Reifert had a friend who was a DJ at a local radio station that was running an ad for musicians “Musicians needed for the new lineup of Death, or something like that.” He heard about it before the ad had aired. He was a fan of the band, and had already been collecting the band’s demos, and initially doubted it could have been the same Death that he was familiar with. Reifert responded to the ad, and him and Schuldiner began creating music with one another. Reifert played drums on the Death debut album, Scream Bloody Gore. After parting ways with Chuck Schuldiner in 1987, Reifert elected to remain in the San Francisco Bay Area, forming Autopsy in 1987. In his own band, he played not only drums but performed the vocals as well. He said he started singing out of necessity after trying several friends out on vocals. Cutler and Reifert started off sharing vocal duties before Cutler eventually grew tired of it, and Reifert assumed lead vocal duties. He describes singing and drumming as a “workout.” After several albums,
Autopsy split up in 1995 and Reifert and bandmate Danny Coralles began playing in their side-project, Abscess full-time. Autopsy reformed after Abscess' dissolution in 2010.

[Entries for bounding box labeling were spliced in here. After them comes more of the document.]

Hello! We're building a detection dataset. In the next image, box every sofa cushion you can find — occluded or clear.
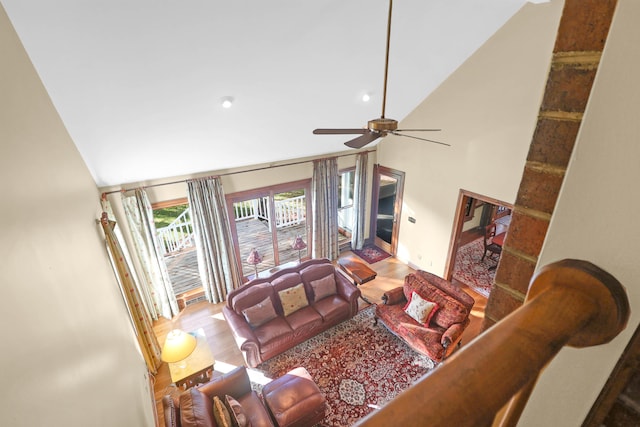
[404,291,438,326]
[213,396,231,427]
[403,274,469,329]
[271,272,309,316]
[238,391,273,427]
[224,394,249,427]
[253,316,293,353]
[310,273,336,302]
[242,297,277,328]
[278,283,309,317]
[376,304,444,362]
[180,387,216,427]
[231,282,278,316]
[300,263,336,286]
[313,294,351,324]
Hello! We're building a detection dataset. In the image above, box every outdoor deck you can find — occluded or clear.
[165,219,307,295]
[165,219,346,304]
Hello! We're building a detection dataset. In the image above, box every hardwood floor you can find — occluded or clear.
[154,252,487,427]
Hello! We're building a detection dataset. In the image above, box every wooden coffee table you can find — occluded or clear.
[338,258,378,304]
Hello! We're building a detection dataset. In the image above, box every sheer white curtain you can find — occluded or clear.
[187,177,242,303]
[311,158,339,260]
[351,153,369,249]
[100,212,162,374]
[122,188,180,320]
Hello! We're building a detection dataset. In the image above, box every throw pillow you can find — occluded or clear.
[242,297,276,328]
[213,396,232,427]
[311,273,336,302]
[404,291,438,326]
[224,395,250,427]
[278,283,309,316]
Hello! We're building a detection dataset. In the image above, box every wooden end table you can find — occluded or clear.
[169,328,215,390]
[338,258,378,304]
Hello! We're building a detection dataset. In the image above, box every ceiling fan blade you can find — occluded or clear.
[389,131,451,147]
[313,128,369,135]
[344,129,382,148]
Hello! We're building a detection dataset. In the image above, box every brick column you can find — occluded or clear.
[483,0,617,330]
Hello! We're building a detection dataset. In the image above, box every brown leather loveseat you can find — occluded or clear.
[375,270,475,362]
[222,259,360,367]
[162,366,326,427]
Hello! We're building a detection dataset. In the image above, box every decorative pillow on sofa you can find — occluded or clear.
[404,291,438,326]
[213,396,232,427]
[242,297,276,328]
[310,273,336,302]
[224,394,250,427]
[278,283,309,316]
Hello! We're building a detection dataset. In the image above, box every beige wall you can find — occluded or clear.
[0,7,154,427]
[378,2,562,275]
[520,0,640,426]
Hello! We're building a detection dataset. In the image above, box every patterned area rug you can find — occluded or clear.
[453,238,498,298]
[353,245,391,264]
[255,307,435,427]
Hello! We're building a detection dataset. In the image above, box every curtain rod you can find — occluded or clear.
[102,150,376,200]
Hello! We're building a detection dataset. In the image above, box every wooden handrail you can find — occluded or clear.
[356,260,630,427]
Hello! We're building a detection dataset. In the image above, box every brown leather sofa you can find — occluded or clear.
[375,270,475,362]
[222,259,360,367]
[162,366,326,427]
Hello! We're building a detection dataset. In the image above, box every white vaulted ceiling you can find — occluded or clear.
[0,0,535,186]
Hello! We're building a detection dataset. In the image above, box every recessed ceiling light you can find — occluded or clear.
[222,96,233,108]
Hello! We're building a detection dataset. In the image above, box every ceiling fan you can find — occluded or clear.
[313,0,450,148]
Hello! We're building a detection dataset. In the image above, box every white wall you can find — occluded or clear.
[519,0,640,426]
[378,1,562,275]
[0,7,155,427]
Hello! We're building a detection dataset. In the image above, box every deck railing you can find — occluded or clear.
[356,260,629,427]
[156,208,193,255]
[233,195,307,228]
[156,196,307,255]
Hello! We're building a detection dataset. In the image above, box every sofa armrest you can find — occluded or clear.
[440,319,469,357]
[162,395,181,427]
[382,286,407,305]
[197,366,251,399]
[334,271,361,316]
[222,305,262,366]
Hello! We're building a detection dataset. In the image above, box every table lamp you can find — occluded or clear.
[160,329,197,363]
[291,236,307,262]
[247,248,262,278]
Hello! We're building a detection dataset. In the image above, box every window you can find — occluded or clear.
[227,180,311,277]
[338,168,356,235]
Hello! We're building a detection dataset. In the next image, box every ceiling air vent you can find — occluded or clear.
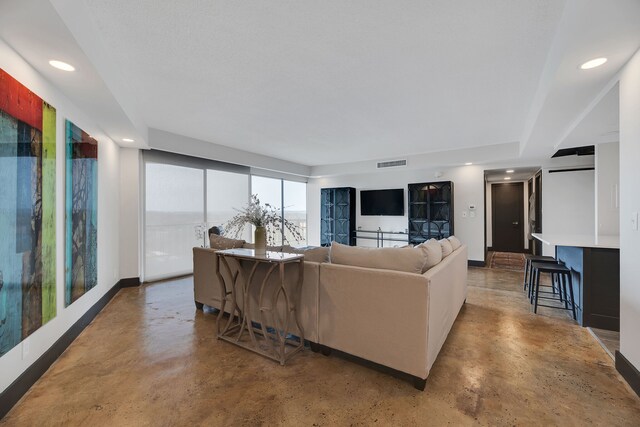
[378,160,407,169]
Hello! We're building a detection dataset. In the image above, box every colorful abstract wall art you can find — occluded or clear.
[0,69,56,356]
[64,120,98,307]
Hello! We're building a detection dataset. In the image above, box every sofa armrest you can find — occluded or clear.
[318,264,429,378]
[423,245,467,371]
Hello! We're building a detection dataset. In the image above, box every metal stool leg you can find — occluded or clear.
[560,274,569,309]
[533,269,540,313]
[567,272,578,320]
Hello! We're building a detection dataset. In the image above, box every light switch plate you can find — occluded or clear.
[22,338,31,360]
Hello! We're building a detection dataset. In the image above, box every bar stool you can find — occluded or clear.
[522,254,558,299]
[531,262,577,320]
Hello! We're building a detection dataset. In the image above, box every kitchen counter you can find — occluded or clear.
[533,233,620,331]
[531,233,620,249]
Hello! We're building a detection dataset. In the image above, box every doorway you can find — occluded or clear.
[491,182,524,252]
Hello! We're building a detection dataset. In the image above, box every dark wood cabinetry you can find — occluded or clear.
[320,187,356,246]
[409,181,453,244]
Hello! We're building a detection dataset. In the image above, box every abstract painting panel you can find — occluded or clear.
[0,69,56,356]
[64,120,98,307]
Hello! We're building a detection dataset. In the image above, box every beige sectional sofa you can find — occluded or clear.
[193,237,467,389]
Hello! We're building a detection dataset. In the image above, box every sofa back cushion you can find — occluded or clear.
[416,239,442,273]
[449,236,462,251]
[438,239,453,258]
[209,234,244,250]
[282,245,329,263]
[330,242,426,274]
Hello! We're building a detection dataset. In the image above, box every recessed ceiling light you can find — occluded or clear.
[580,58,607,70]
[49,59,76,71]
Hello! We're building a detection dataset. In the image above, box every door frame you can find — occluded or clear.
[491,181,527,253]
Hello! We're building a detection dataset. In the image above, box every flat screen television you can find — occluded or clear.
[360,188,404,216]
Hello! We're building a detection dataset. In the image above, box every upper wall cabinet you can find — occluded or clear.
[409,181,453,244]
[320,187,356,246]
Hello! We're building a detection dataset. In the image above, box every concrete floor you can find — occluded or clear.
[0,268,640,426]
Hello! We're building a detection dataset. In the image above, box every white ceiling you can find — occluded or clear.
[558,83,620,148]
[0,0,640,171]
[484,166,541,182]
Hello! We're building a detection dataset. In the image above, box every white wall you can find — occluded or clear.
[620,47,640,369]
[595,142,620,236]
[542,168,595,256]
[307,166,485,261]
[120,148,142,278]
[0,39,120,392]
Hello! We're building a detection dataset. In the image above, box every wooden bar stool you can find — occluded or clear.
[530,262,577,320]
[522,254,558,299]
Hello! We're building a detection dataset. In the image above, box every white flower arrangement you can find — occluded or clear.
[225,194,304,245]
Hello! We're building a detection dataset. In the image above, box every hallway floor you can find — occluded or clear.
[0,268,640,426]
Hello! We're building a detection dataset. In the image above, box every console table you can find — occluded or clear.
[354,230,409,248]
[216,249,304,365]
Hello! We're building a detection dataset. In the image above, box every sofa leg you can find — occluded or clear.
[413,377,427,391]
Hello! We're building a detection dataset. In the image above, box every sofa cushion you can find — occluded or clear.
[329,242,425,274]
[449,236,462,251]
[438,239,453,258]
[209,234,244,250]
[416,239,442,273]
[282,245,329,263]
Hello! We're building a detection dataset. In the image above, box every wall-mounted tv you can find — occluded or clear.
[360,188,404,216]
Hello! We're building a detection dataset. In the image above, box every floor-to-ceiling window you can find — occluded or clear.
[251,175,307,246]
[207,169,251,240]
[251,175,282,246]
[142,150,307,281]
[143,150,250,281]
[282,180,307,246]
[144,163,204,280]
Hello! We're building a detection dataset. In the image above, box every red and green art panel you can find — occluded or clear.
[0,69,56,356]
[64,120,98,306]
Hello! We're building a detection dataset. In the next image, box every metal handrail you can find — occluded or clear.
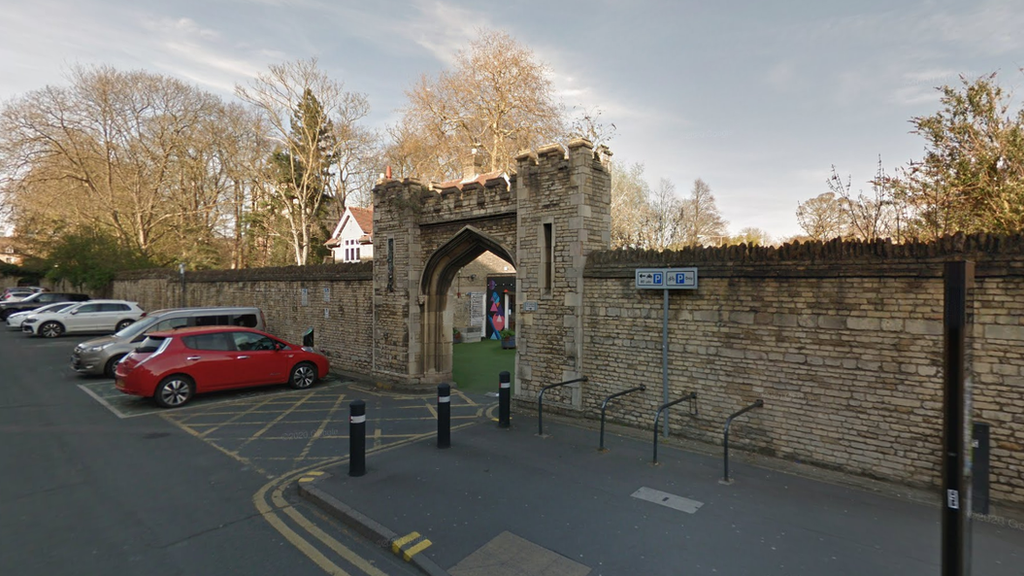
[597,384,647,452]
[537,376,587,436]
[654,392,697,464]
[722,398,765,484]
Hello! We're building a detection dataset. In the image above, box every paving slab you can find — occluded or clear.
[300,420,1024,576]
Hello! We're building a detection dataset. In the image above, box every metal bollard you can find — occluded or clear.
[348,400,367,476]
[437,383,452,448]
[498,372,512,428]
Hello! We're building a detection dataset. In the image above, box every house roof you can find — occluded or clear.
[324,206,374,248]
[348,206,374,234]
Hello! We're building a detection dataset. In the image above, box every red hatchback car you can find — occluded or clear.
[114,326,330,408]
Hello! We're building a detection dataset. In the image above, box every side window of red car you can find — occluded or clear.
[181,332,236,352]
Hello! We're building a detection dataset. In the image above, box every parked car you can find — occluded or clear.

Chris Reifert is also known for his many side-projects, including the Ravenous, Doomed, Eat My Fuk, and Violation Wound. He has also performed guest vocals on Machetazo's Sinfonias del Terror Ciego and the Autopsy-inspired Murder Squad's Ravenous, Murderous, with further guest appearances for Immortal Fate, Nuclear Death, and "Cathedral of the Damned" on Cathedral's final album, The Last Spire.
Autopsy is an American death metal band formed in Contra Costa County, California, in 1987 by Chris Reifert and Eric Cutler, after Reifert departed from Death after the release of the demo Mutilation (1986) and their debut album Scream Bloody Gore (1987). The group disbanded in 1995 and reunited in 2008. The band's hometown is in Concord, California.
The band, along with Death, Possessed, Obituary, Deicide and Morbid Angel are regarded as among the founders of modern death metal. Their first two albums, Severed Survival (1989) and Mental Funeral (1991), are regarded as genre-defining landmarks for the genre, helping to birth death metal and the associated genre of death-doom. They have released nine studio albums.
History
Initial career
Autopsy was formed in August 1987 by Chris Reifert and Eric Cutler, shortly after Reifert's departure from Death. The band recorded a demo that year, Demo '87, before Danny Coralles joined in 1988 immediately prior to the recording of their second demo, Critical Madness, and along with Reifert and Cutler, would be a constant in the band's lineup. The band signed to Peaceville Records and released their debut album, Severed Survival in 1989. These early recordings featured a pioneering death metal style that adopted a slower, doom metal influenced sound.
Autopsy participated in what was dubbed the "Blood Brothers tour" in Europe with Bolt Thrower and Pestilence in 1990. The three bands took turns headlining. Reifert recalled thinking the name of the tour, which the promoter had come up with, was "kind of dumb." He said, "I remember they made a tour shirt that was equally dumb. We were like, 'Oh, yeah,
happy flying skulls...' That was a stupid shirt. So that was definitely not our doing, any of that stuff." Reifert claimed that the band received no payment for the shows, and that the promoter "ran off to Thailand with the money," never to be seen by them again.
The next full-length, Mental Funeral, continued the death-doom style of Severed Survival and has since been cited by many other death metal musicians as particularly influential. Having completed a successful European tour soon after Mental Funeral, the band reentered the studio to record the Fiend for Blood EP, which was followed by their third full-length, Acts of the Unspeakable, which featured shorter songs and a more grindcore influenced sound. A difficult US tour in 1993 led to the decision to disband Autopsy after the recording of a final album. Shitfun, released in early 1995, was heavily influenced by hardcore punk and would prepare fans for Abscess, previously a side-project of Danny Coralles and Chris Reifert, which would
become their main band after Autopsy's demise.
Autopsy was featured in the 2005 music documentary Metal: A Headbanger's Journey when the film's narrator and star, Sam Dunn read aloud a verse from the band's song "Charred Remains".